The cyberattack knocked parts of JBS’ US and Australian-based beef and pork processing out of action.
Brazil’s JBS (the world’s largest meat producer) reportedly called the FBI right away, and after conducting in-depth forensic analysis the company restored almost everything with backup data.
But behind the scenes, JBS’ tech boffins feared devastating follow-up attacks.
As a result, JBS continued to work with its hackers to find a solution that suited all parties.
JBS eventually talked its ransomers down from an initial $22.5 million in Bitcoin to a still-significant $11 million.

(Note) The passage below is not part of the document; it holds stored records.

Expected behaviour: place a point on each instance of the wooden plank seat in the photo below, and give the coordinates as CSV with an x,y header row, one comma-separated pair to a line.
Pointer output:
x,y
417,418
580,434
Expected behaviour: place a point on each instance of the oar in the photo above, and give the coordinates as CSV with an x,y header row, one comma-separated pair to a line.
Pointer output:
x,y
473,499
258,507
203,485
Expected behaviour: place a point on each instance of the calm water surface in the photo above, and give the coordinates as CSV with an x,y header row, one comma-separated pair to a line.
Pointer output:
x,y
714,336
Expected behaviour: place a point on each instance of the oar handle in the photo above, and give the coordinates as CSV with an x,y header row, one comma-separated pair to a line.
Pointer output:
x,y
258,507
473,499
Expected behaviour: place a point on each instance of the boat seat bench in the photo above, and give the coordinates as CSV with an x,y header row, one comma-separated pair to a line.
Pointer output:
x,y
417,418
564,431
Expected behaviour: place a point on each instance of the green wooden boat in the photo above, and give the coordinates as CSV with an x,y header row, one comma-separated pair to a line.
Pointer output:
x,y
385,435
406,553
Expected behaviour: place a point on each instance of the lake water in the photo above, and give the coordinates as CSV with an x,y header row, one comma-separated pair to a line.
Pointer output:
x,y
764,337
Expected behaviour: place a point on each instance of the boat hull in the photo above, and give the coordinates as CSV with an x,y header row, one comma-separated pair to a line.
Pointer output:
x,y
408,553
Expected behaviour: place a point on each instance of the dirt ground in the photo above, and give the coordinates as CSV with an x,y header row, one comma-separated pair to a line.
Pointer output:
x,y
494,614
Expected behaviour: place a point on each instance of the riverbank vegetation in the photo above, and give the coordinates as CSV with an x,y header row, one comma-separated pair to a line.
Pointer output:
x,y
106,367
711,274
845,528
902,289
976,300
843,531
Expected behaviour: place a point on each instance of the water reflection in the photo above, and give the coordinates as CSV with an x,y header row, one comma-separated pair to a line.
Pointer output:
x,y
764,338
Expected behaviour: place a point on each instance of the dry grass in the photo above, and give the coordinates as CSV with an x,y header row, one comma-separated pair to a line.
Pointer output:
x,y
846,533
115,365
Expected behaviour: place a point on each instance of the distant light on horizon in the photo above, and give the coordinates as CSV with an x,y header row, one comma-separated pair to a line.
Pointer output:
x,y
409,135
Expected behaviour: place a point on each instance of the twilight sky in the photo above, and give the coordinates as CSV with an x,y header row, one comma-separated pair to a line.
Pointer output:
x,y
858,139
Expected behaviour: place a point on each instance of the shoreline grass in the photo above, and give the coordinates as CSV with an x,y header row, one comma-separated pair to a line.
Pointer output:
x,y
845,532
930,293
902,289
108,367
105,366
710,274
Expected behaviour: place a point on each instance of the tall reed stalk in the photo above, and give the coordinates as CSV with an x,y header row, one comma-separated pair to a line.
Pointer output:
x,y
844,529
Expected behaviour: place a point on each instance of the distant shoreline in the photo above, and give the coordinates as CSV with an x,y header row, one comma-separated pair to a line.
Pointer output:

“We didn’t think we could take the risk that something could go wrong in our recovery process. It was insurance to protect our customers,” said JBS’ US chief exec Andre Nogueira to the WSJ.
“It was very painful to pay the criminals, but we did the right thing.”
Paying Bitcoin ransoms could encourage more
The JBS incident is just one of many recent significant ransomware attacks.
Still, the official line from the authorities is to refuse the demands.
In the wake of May’s cyber-siege on Colonial Pipeline — the biggest fuel carrier in the US — president Joe Biden’s energy secretary Jennifer Granholm told CNN: “You shouldn’t be paying ransomware attacks because it only encourages the bad guys.”
The FBI shared similar sentiment in 2019, when the US was in the grips of its first big ransomware wave.
However, the powers that be are yet to outlaw ransom payments altogether.
[Read more: Colonial Pipeline forgets to mention it already paid $5M Bitcoin to hackers]
That’s not to say the US government isn’t taking the situation seriously.
Last week, The Guardian noted US officials had hinted Biden would even consider military response to ransomware hackers.